Publié pour la première fois en 1984, Lettres de ma mémoire a constitué le seul témoignage connu en biélorussien du temps de l'URSS sur les conditions de vie dans le ghetto juif de Minsk pendant la Seconde Guerre mondiale, à partir de sa création en 1941 jusqu'à se destruction en 1943. Il s’agit d’un enchaînement de scènes de vie et d’événements, un kaléidoscope de visages et de destins, raconté par une de ses survivantes :

"Cela ne me rentre pas dans le crâne… Comment était-ce possible ? Désigner tout un quartier pour l’exterminer… Rassembler les gens qui vivaient là, sans exception – des vieux et des enfants –, et les pousser vers des fosses préparées à l’avance. On y jetait les gens vivants… Puis on les arrosait d’essence… Les membres de la Gestapo à qui cela ne suffisait pas continuaient à tirer dans cette masse qui remuait dans la fosse…"
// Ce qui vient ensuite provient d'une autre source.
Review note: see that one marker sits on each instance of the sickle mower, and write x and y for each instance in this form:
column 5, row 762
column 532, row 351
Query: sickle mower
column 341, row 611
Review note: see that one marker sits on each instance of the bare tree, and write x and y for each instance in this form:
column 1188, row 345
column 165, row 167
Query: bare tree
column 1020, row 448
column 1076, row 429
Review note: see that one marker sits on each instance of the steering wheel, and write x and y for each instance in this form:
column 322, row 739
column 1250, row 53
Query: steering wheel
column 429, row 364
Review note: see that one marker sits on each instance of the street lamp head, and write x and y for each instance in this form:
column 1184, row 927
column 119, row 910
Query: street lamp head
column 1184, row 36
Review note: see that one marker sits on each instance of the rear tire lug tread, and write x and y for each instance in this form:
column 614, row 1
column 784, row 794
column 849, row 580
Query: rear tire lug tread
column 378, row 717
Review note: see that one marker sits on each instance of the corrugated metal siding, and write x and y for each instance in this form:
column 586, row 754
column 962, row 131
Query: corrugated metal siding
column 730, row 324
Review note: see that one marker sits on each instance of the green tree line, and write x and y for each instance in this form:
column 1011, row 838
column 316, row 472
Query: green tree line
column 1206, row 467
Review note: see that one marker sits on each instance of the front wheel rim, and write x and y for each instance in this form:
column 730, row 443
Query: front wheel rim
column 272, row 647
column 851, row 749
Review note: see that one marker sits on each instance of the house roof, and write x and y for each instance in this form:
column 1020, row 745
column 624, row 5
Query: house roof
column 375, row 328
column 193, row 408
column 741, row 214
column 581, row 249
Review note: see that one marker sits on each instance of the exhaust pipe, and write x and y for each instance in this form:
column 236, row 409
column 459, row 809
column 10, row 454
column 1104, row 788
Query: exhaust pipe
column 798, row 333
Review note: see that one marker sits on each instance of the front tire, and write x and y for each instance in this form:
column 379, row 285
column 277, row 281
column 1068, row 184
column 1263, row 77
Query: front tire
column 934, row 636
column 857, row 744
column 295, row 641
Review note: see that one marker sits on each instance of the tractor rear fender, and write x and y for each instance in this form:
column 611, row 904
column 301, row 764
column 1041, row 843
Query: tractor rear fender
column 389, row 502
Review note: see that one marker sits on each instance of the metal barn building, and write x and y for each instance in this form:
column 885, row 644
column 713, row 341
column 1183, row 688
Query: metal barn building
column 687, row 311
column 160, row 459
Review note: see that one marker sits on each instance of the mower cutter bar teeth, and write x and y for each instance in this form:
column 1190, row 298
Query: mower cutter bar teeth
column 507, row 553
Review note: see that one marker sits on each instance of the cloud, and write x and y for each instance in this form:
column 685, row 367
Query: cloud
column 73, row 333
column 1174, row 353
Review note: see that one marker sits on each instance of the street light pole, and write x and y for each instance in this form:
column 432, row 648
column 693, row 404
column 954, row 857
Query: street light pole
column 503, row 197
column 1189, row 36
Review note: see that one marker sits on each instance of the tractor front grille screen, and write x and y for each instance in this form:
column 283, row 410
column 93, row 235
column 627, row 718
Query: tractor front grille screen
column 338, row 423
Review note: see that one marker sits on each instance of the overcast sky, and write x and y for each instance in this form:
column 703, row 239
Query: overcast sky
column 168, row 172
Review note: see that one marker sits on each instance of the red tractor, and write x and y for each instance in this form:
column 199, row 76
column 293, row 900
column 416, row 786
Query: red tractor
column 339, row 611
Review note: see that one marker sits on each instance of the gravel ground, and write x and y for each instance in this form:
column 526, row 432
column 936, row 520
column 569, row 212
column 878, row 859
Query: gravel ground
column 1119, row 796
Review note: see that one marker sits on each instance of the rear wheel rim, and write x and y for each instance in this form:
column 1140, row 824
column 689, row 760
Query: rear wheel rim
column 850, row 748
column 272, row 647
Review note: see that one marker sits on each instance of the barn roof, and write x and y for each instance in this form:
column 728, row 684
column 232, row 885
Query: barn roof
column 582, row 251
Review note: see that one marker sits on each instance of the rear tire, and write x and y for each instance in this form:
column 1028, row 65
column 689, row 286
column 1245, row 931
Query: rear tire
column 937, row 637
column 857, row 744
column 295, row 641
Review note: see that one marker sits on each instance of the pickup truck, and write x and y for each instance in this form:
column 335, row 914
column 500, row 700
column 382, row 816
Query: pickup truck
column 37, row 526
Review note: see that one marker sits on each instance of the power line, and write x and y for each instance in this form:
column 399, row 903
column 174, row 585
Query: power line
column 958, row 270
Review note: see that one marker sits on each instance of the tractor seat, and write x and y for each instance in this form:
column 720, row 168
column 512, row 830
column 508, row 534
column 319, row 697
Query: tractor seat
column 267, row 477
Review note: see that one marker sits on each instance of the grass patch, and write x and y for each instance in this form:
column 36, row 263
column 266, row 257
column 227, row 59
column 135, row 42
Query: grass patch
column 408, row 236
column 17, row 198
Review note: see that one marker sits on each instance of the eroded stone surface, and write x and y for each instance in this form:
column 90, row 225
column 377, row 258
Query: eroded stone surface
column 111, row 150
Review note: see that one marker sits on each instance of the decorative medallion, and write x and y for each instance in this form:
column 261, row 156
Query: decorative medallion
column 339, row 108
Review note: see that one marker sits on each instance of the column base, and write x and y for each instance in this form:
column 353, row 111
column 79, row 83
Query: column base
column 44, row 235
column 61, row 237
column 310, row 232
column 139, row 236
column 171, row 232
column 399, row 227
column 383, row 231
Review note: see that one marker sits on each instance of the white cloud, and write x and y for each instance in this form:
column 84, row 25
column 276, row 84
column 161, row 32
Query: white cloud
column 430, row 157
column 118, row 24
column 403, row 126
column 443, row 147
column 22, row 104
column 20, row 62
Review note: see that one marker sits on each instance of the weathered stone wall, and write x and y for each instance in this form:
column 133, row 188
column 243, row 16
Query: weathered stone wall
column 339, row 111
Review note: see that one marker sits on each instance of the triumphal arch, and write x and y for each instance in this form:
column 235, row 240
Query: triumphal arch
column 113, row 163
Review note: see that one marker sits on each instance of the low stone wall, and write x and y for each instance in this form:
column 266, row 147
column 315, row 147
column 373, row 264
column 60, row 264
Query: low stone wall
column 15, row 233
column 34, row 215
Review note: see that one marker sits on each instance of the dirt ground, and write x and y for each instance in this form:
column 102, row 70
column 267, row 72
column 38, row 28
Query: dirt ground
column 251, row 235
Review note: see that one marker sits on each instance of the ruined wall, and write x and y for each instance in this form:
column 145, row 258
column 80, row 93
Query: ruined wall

Hanna Krasnapiorka a rassemblé ses souvenirs dans les années 1970, et retrouvé également des témoignages et journaux intimes, tandis que l'Holocauste était un sujet tabou en Union soviétique. Publié en 1984, le livre se vend en quelques jours avant d'être réédité à plus d'un million d'exemplaires en 1998 dans la revue littéraire soviétique L’Amitié des peuples, touchant particulièrement le milieu juif soviétique. Édité 4 fois en Allemagne, cet ouvrage a inspiré la création du prix allemand Hanna Krasnapiorka qui récompense les promoteurs de la paix entre l’Allemagne et la Biélorussie.